In 1993 McDiarmid wrote and performed an essay, accompanied by 35mm colour slides, entitled A Short History of Facial Hair in which he pulled together his personal fashion, grooming and adornment story and his political and sexual history, representing a twenty-year period of his life and times.

 David McDiarmid - Facial Hair... from Trade Enquiries - 1978
Beautiful, hard hitting and humorous A Short History of Facial Hair is an interrogation of McDiarmid’s appearance as it changes from hippy to clone, to Gay Liberation activist, sexual revolutionary, hustler, dance floor diva, and ultimately, to HIV–positive queer subject - his self styled “Toxic Queen.” He traces how gay politics changed during what he described as “an extraordinary time of redefinition and deconstruction of our identities from camp to gay to queer.” The work explores links between art, identity, politics, dress and adornment.

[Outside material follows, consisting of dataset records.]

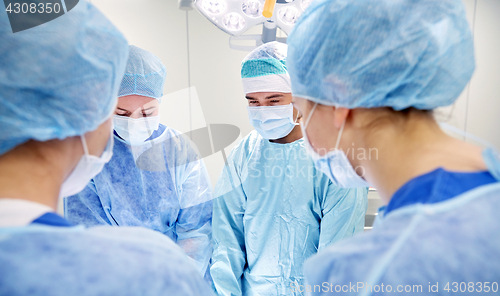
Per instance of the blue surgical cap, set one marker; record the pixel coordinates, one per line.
(58, 79)
(264, 69)
(144, 76)
(381, 53)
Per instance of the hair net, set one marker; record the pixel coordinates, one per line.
(59, 79)
(375, 53)
(145, 75)
(264, 69)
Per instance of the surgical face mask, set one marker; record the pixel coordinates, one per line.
(86, 169)
(272, 122)
(334, 164)
(135, 131)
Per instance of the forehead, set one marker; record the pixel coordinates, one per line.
(263, 95)
(134, 102)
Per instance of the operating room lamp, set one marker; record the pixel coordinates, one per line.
(235, 17)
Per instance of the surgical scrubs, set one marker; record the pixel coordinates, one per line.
(440, 231)
(51, 257)
(274, 210)
(162, 185)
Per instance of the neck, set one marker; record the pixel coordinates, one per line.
(28, 173)
(293, 136)
(416, 149)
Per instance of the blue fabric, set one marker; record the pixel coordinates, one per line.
(442, 243)
(162, 185)
(145, 75)
(59, 79)
(273, 210)
(52, 219)
(41, 260)
(262, 67)
(381, 53)
(267, 59)
(437, 186)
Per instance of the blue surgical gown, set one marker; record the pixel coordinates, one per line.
(428, 244)
(161, 185)
(273, 210)
(42, 259)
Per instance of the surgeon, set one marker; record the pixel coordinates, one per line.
(58, 87)
(371, 72)
(156, 178)
(274, 209)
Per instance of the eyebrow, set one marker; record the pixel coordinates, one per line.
(267, 98)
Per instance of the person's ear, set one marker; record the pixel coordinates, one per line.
(340, 116)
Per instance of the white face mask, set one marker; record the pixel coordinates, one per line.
(334, 164)
(86, 169)
(272, 122)
(135, 131)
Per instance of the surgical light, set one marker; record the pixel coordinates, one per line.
(269, 8)
(288, 15)
(252, 8)
(214, 6)
(305, 4)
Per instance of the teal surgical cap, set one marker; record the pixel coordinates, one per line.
(264, 69)
(381, 53)
(144, 76)
(58, 79)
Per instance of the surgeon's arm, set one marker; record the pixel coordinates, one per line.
(85, 208)
(194, 222)
(229, 258)
(343, 214)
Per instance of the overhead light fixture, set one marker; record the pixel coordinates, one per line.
(235, 17)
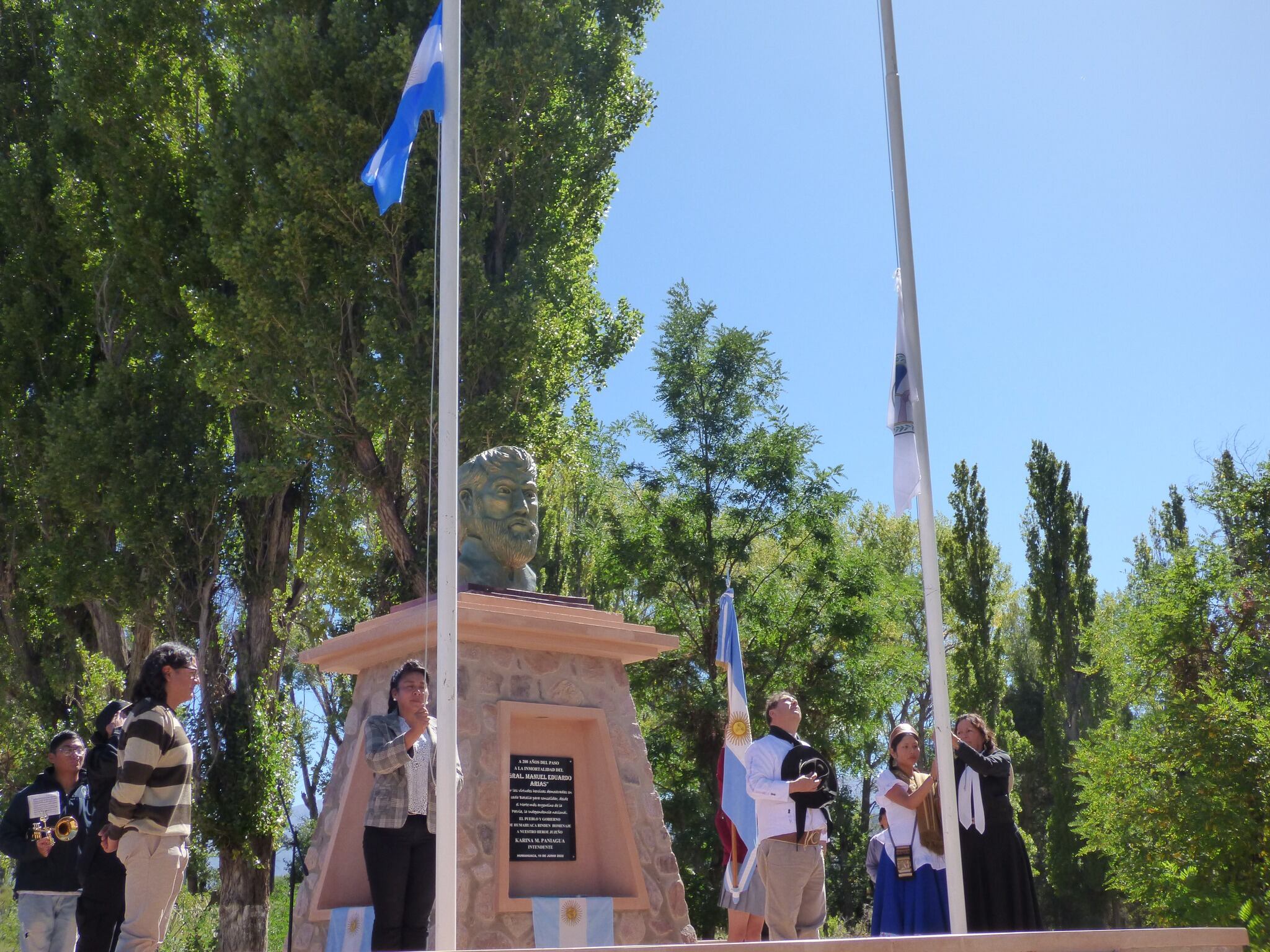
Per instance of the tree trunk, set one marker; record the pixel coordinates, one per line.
(267, 522)
(246, 901)
(143, 640)
(110, 632)
(388, 507)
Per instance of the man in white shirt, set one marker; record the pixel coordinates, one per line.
(790, 866)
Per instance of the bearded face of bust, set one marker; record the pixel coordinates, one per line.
(498, 508)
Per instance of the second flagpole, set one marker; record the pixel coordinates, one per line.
(447, 495)
(925, 499)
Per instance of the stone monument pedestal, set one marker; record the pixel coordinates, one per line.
(558, 794)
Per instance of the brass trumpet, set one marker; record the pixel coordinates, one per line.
(66, 829)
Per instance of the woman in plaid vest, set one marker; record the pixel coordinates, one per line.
(399, 840)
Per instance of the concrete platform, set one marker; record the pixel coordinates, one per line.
(1212, 940)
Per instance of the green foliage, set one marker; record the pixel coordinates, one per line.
(241, 800)
(1174, 781)
(974, 586)
(1061, 602)
(735, 494)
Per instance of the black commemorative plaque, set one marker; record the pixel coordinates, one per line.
(543, 821)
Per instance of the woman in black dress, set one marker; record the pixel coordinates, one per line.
(1000, 895)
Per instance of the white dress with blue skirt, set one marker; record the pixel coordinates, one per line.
(917, 906)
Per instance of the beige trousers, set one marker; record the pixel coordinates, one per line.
(794, 879)
(154, 866)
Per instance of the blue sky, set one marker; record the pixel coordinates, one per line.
(1090, 187)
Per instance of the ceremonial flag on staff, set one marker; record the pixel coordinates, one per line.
(425, 89)
(900, 414)
(573, 922)
(737, 803)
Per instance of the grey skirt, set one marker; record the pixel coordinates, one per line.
(753, 897)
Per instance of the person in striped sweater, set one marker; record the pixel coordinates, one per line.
(149, 821)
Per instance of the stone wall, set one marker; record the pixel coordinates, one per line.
(488, 674)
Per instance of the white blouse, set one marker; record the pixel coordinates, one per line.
(904, 824)
(417, 772)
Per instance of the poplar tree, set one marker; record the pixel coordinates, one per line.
(1061, 603)
(734, 493)
(974, 587)
(1173, 780)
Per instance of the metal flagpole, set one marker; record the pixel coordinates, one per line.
(447, 496)
(925, 501)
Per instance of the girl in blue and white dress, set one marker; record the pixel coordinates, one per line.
(917, 902)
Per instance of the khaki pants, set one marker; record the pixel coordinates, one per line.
(154, 866)
(794, 878)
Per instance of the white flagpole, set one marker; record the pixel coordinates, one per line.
(925, 501)
(446, 938)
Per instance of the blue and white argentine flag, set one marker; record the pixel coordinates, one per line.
(737, 803)
(350, 930)
(425, 89)
(573, 922)
(900, 415)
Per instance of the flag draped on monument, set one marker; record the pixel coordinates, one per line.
(425, 89)
(737, 803)
(573, 922)
(900, 414)
(350, 930)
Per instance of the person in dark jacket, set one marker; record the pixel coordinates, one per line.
(47, 847)
(100, 908)
(1000, 894)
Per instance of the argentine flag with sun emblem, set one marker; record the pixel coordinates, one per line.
(350, 930)
(573, 922)
(737, 803)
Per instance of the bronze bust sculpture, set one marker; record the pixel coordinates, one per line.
(498, 519)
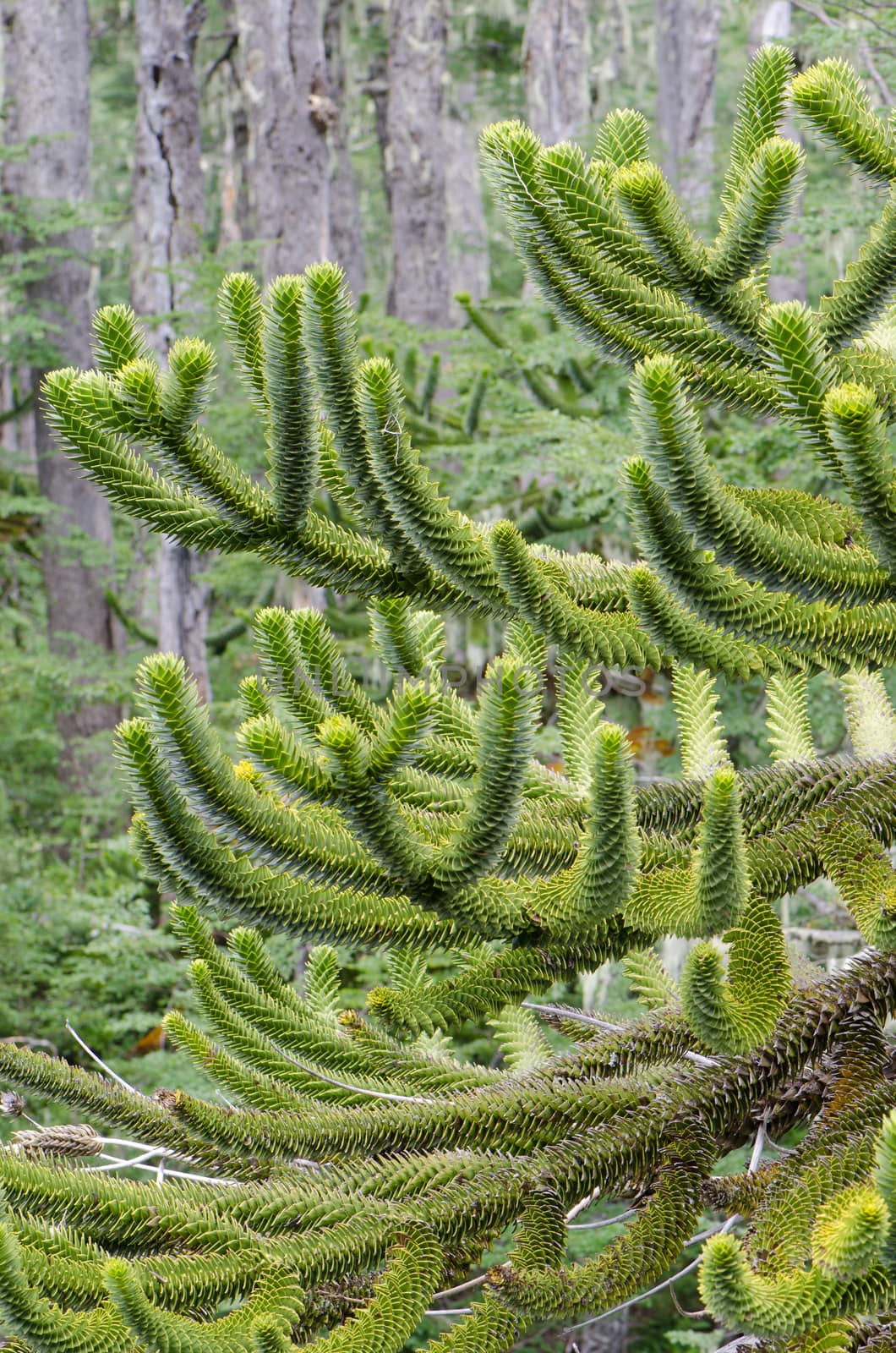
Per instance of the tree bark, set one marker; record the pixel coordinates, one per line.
(467, 229)
(608, 1336)
(234, 189)
(168, 220)
(555, 63)
(46, 90)
(773, 25)
(416, 110)
(285, 78)
(686, 60)
(347, 236)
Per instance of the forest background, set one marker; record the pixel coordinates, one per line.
(152, 146)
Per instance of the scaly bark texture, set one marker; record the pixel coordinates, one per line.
(416, 162)
(168, 220)
(686, 58)
(555, 61)
(347, 236)
(46, 92)
(285, 78)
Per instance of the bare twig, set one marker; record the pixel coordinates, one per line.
(101, 1062)
(661, 1287)
(605, 1221)
(462, 1287)
(605, 1026)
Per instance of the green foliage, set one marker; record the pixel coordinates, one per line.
(366, 1167)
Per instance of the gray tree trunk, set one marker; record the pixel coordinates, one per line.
(555, 63)
(234, 187)
(773, 25)
(168, 220)
(608, 1336)
(347, 236)
(46, 94)
(285, 79)
(467, 229)
(686, 60)
(416, 162)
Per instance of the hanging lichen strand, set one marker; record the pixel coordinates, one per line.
(353, 1169)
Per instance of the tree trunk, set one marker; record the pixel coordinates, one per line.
(686, 58)
(608, 1336)
(46, 91)
(168, 218)
(773, 25)
(555, 63)
(234, 187)
(467, 229)
(347, 237)
(285, 76)
(417, 76)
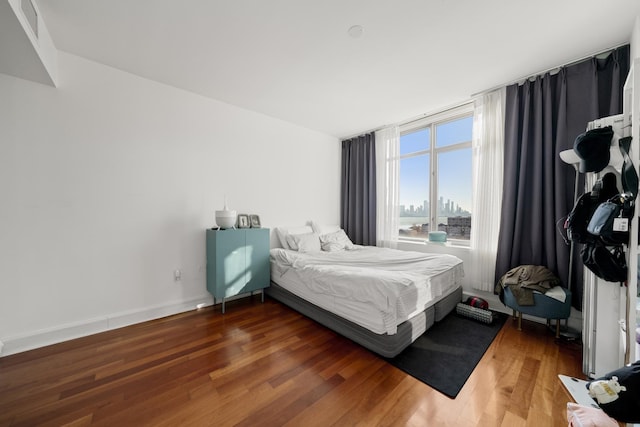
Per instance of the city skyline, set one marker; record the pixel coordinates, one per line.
(444, 209)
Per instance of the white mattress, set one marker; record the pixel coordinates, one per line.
(376, 288)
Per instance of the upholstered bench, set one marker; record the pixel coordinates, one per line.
(545, 307)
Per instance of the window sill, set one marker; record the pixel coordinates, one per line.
(418, 243)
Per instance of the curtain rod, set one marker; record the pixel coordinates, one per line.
(521, 79)
(411, 120)
(549, 70)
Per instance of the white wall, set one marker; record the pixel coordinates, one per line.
(108, 183)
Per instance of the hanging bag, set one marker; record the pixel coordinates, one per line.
(610, 221)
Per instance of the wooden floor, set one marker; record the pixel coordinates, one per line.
(265, 365)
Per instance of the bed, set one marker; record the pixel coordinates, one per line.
(381, 298)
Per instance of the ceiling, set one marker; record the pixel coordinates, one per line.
(294, 59)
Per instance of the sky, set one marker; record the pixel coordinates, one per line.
(454, 168)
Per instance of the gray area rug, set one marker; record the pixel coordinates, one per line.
(446, 354)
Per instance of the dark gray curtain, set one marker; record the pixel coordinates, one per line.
(358, 204)
(543, 117)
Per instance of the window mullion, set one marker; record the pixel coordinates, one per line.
(433, 201)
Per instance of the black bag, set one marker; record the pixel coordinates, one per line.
(607, 263)
(578, 219)
(610, 221)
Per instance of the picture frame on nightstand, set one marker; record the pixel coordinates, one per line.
(243, 221)
(255, 221)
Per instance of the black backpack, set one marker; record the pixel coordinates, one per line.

 Photographer unknown - David McDiarmid - 1981

A Short History of Facial Hair has been digitised and re-created as a film by the Fashion Space Gallery, directed by Hermano Silva. Silva is a Brazilian photographer who lives and works in Berlin. He is a graduate of the MA program in Fashion Photography at London College of Fashion. A Short History of Facial Hair is screened in conjunction with a display of McDiarmid’s Rainbow Aphorisms – a suite of fierce and seductive digital art works created in 1994-5. The exhibition has been jointly curated by Dr. Sally Gray, University of New South Wales, Sydney and Fashion Space Gallery Curator, Magdalene Keaney. On view at the Fashion Space Gallery until October 29, 2011.

Photographer unknown - David McDiarmid - 1986

Oct 6, 2011

Beards and Moustaches

Every two years facial hair enthusiasts converge at the World Beard and Moustache Championship. Men compete in a variety of categories that include Dali, imperial, and freestyle for moustaches and natural, Fu Manchu, Musketeer, and Verdi for beards.

Finland’s Juhana Helmenkalastaja - 2011 Winner of Dali moustache - Photo by Banjo Media

Germany's Dieter Besuch - 2011 Winner of the Partial Beard Freestyle - Photo by Gregory Fett

But some of the best pictures of these hirsute gentlemen were taken by Matt Rainwaters at the 2009 competition in Anchorage, Alaska. Scroll and enjoy these images from his series Beardfolio.

 Cory Plump, an Austin Facial Club member and garibaldi contestant.


 Steven Raspa and his beard Prepostero


San Franciscan Jack Passion placed third this year (2011) with his long, red natural beard.